Antiviral Prophylaxis
Prophylaxis against HSV should be considered in patients who are seropositive or have a history of herpetic stomatitis and are undergoing allogeneic stem cell transplant or highly immunosuppressive chemotherapy, including high-dose steroids and alemtuzumab. Patients treated with bortezomib are at high risk for VZV reactivation and should be considered for prophylaxis.
In allogeneic transplant recipients we institute acyclovir prophylaxis at the beginning of the conditioning chemotherapy prior to transplant and continue for 1 year. This approach is effective for VZV prophylaxis, although a significant fraction of patients will develop shingles in the first few months after discontinuing acyclovir. In general, it is not considered necessary to routinely administer prophylaxis for HSV beyond the immediate peritransplant period.
The drugs of choice are acyclovir 250 mg/m2 IV every 12 hours or 800 mg PO twice daily or valaciclovir 500 mg PO once or twice daily.
Prophylactic ganciclovir can reduce the incidence of CMV disease, but its use is limited by myelosuppressive toxicity.

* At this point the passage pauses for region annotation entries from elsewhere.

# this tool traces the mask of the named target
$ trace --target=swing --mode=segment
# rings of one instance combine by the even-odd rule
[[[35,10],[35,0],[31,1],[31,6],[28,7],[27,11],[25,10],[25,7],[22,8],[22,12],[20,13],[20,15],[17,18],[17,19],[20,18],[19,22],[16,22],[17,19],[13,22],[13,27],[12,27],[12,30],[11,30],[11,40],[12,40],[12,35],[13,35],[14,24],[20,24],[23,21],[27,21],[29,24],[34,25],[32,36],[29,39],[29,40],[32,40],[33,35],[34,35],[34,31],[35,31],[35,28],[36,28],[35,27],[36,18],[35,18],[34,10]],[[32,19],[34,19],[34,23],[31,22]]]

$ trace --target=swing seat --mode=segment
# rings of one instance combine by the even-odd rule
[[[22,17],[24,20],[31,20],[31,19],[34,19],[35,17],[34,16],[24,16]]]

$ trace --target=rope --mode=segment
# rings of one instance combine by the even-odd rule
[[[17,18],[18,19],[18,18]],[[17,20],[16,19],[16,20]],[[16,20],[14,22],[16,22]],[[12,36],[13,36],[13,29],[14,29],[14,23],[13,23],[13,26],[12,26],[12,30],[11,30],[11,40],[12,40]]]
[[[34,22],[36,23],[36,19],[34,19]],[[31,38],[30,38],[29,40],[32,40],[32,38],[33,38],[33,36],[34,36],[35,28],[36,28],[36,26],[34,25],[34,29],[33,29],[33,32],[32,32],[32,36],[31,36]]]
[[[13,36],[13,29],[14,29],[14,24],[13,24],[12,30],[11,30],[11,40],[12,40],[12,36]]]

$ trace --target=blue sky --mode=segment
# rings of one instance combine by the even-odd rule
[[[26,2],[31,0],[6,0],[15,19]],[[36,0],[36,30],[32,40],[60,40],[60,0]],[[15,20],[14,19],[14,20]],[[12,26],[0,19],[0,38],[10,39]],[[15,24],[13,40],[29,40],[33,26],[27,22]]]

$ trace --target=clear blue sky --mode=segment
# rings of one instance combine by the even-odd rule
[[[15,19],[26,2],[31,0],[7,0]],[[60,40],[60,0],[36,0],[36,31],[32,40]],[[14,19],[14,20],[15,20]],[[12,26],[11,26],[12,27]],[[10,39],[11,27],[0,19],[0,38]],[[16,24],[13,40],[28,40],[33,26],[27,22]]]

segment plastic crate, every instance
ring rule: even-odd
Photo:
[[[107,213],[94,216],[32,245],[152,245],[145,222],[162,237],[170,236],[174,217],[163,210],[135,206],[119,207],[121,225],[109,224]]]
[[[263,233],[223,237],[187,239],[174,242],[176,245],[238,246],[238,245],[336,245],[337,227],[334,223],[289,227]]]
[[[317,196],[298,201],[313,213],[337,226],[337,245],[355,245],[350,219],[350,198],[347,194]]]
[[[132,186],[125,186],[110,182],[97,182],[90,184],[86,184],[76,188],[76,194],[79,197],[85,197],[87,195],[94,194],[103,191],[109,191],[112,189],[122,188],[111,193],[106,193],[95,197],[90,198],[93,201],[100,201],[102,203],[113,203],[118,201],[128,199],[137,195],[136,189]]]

Valganciclovir (the prodrug of ganciclovir) is also effective, but it may result in a higher frequency of myelosuppression if the dose is not adjusted for weight and renal function.
Patients who have undergone allogeneic stem cell transplant should be monitored for CMV replication by following CMV antigenemia or PCR weekly.
If positive, patients should be treated with ganciclovir 5 mg/kg IV every 12 hours for 14 days followed by 5 mg/kg IV daily until CMV antigenemia or PCR results are negative 1 week apart.
Alternative treatments include (a) foscarnet 60 to 90 mg/kg IV every 12 hours for 14 days followed by 90 mg/kg daily, (b) valganciclovir 900 mg IV every 12 hours for 14 days followed by 900 mg daily, or (c) cidofovir 5 mg/kg IV weekly for 2 weeks followed by 5 mg/kg IV every other week (very limited evidence is available regarding use of cidofovir for this indication).
Pneumocystis jirovecii Pneumonia Prophylaxis
Prophylaxis against Pneumocystis is generally administered to patients during the 6-month poststem cell transplant period or after being treated with alemtuzumab. Patients with a history of PCP or with brain tumors on high-dose steroids should also receive prophylaxis.
The regimen of choice is 160 mg TMP/800 mg SMX PO daily 3 days a week.
Alternative prophylaxis options include (a) dapsone 100 mg PO daily (rule out G6PDH deficiency before using dapsone and monitor for methemoglobinemia), (b) inhaled pentamidine 300 mg every 4 weeks, or (c) atovaquone 1,500 mg daily with a fatty meal.
Antifungal Prophylaxis
Fluconazole 400 mg PO/IV daily has been the regimen of choice. Of note, fluconazole has no activity against molds like Aspergillus.
Posaconazole 200 mg PO three times a day (older liquid formulation) proved to be more effective than fluconazole/itraconazole in patients with prolonged neutropenia, and it also resulted in less cases of aspergillosis in patients receiving corticosteroids for GVHD. With the newer oral and IV forms of posaconazole it is appropriate to consider it the antifungal prophylactic agent of choice when the risk of mould infection is considered significant.
Prophylaxis should be continued until 100 days posttransplant and until immunosuppressants have been discontinued.
Use of fluconazole has led to increased frequency of fluconazole-resistant infections such as Candida glabrata and C. krusei.